The metabolic response to excessive caloric intake varies and some individuals remain resistant to obesity with different tendencies to develop hepatic steatosis. Gut microbiota may play a crucial role in these differences by influencing energy utilization. The aim of this study was to investigate gut microbiota composition that may underlie variations in the occurrence of hepatic steatosis between obese and obesity-resistant mice. After 14 weeks on a high-fat diet (60 kcal% fat), the male C57BL/6J mice with the highest body mass were categorized as obese, while the animals without weight gain were selected as obesity-resistant. Despite similar caloric intake, obesity-resistant mice had lower liver mass and serum triglyceride levels compared to obese animals. The gut microbiota profile of the obesity-resistant mice was characterized by an increased abundance of RF39 and Lactobacillus, which was negatively correlated with triglyceride levels, and a lower abundance of Helicobacter and Rothia.
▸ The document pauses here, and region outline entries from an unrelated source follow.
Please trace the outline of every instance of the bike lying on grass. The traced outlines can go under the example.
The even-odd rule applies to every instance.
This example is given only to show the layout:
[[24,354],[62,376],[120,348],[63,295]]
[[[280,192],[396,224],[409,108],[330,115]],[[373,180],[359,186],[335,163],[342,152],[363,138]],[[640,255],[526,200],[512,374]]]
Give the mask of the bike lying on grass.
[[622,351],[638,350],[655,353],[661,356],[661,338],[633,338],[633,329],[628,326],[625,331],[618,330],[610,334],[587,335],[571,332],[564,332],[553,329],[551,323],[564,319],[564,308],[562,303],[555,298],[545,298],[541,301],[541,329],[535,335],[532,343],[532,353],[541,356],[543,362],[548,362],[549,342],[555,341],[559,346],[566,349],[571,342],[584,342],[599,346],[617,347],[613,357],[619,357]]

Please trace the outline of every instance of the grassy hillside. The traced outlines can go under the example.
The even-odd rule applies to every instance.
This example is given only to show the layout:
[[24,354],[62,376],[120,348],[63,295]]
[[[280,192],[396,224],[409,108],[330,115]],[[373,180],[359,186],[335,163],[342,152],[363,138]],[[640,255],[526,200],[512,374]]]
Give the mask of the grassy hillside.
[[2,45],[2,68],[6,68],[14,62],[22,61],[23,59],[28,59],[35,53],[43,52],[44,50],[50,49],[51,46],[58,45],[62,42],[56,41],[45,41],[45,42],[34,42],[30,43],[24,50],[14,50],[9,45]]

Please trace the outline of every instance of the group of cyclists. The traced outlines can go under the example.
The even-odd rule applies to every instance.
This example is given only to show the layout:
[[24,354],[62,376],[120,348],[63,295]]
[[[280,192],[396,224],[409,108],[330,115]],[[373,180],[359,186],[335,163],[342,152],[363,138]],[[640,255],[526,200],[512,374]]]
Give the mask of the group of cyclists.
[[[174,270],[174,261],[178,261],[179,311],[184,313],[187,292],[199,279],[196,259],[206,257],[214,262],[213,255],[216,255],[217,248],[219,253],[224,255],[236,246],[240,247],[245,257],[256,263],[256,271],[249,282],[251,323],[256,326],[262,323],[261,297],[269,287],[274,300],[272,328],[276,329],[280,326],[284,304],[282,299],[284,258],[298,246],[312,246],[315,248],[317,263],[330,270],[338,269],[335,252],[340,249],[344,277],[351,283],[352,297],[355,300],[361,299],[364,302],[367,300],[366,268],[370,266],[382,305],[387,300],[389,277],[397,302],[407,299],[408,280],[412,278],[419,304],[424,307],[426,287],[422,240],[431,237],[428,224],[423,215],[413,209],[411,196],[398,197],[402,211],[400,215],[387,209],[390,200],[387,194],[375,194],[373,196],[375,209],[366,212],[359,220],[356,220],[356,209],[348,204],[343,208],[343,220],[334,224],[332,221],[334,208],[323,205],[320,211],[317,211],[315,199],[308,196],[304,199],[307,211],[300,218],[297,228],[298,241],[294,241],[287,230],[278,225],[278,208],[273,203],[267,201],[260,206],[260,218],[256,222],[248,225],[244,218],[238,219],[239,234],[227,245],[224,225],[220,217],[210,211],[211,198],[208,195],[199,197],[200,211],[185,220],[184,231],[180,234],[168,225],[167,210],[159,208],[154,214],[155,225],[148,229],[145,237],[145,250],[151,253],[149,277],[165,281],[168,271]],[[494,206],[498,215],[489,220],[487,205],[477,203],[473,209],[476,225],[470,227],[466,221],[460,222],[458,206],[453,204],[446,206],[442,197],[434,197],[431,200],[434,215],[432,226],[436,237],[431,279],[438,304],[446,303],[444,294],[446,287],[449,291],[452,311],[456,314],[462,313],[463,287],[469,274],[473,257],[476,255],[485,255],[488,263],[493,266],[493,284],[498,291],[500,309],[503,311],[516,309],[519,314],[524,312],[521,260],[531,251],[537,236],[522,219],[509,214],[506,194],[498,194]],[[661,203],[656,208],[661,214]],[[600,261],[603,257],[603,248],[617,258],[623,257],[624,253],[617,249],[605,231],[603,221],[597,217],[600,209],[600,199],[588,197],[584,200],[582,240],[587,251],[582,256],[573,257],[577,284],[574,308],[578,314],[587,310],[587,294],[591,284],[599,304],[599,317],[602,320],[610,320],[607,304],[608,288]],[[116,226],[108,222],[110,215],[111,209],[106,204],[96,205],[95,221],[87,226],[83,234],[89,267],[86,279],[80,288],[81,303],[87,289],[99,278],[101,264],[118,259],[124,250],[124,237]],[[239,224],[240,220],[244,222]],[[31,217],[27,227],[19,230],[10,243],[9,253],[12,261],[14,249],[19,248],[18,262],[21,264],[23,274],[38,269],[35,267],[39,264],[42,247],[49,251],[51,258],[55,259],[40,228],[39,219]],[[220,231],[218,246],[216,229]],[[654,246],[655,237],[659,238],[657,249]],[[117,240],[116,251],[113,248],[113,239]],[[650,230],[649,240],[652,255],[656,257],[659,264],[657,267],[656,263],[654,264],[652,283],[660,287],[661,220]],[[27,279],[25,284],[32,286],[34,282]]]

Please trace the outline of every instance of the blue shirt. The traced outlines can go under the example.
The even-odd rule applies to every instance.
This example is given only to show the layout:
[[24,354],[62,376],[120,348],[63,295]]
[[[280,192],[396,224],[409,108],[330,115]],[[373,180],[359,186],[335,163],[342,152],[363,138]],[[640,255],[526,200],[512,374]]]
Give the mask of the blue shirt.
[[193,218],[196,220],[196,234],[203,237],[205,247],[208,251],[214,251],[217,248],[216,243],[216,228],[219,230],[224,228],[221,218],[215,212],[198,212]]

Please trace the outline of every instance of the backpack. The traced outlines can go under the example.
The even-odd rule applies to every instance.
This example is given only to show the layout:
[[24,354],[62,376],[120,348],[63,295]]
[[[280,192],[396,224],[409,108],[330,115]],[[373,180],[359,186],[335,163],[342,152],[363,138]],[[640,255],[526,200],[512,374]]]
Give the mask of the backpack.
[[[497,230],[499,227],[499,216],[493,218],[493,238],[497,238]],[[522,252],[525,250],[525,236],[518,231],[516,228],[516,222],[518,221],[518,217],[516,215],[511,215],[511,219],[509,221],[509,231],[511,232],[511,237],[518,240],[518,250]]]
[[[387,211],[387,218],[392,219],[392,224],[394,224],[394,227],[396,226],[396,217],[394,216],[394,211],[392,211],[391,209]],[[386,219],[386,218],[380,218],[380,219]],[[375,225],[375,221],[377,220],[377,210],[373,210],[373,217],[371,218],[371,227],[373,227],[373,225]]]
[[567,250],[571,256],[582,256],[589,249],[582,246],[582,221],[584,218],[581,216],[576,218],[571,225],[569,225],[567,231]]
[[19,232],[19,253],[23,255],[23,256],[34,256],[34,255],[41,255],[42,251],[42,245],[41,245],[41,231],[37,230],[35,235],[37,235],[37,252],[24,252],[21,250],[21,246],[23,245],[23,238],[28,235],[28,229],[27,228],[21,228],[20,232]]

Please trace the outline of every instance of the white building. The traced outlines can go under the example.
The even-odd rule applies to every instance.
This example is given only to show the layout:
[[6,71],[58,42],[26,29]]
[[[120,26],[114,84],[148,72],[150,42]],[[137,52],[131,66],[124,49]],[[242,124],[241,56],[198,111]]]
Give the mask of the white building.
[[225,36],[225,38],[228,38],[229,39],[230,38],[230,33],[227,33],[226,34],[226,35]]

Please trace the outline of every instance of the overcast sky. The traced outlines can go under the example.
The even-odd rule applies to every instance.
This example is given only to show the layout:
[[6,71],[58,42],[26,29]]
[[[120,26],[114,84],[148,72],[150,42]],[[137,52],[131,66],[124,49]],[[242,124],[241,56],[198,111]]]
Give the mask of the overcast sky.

These changes paralleled the improved gut morphology and decreased protein levels of free fatty acid transporters in the small intestine and liver of the obesity-resistant mice. In summary, gut microbiota composition of obesity-resistant animals in combination with the reduced intestinal capacity for fatty acid uptake can influence the lipid influx into the liver and ultimately prevent ectopic fat accumulation.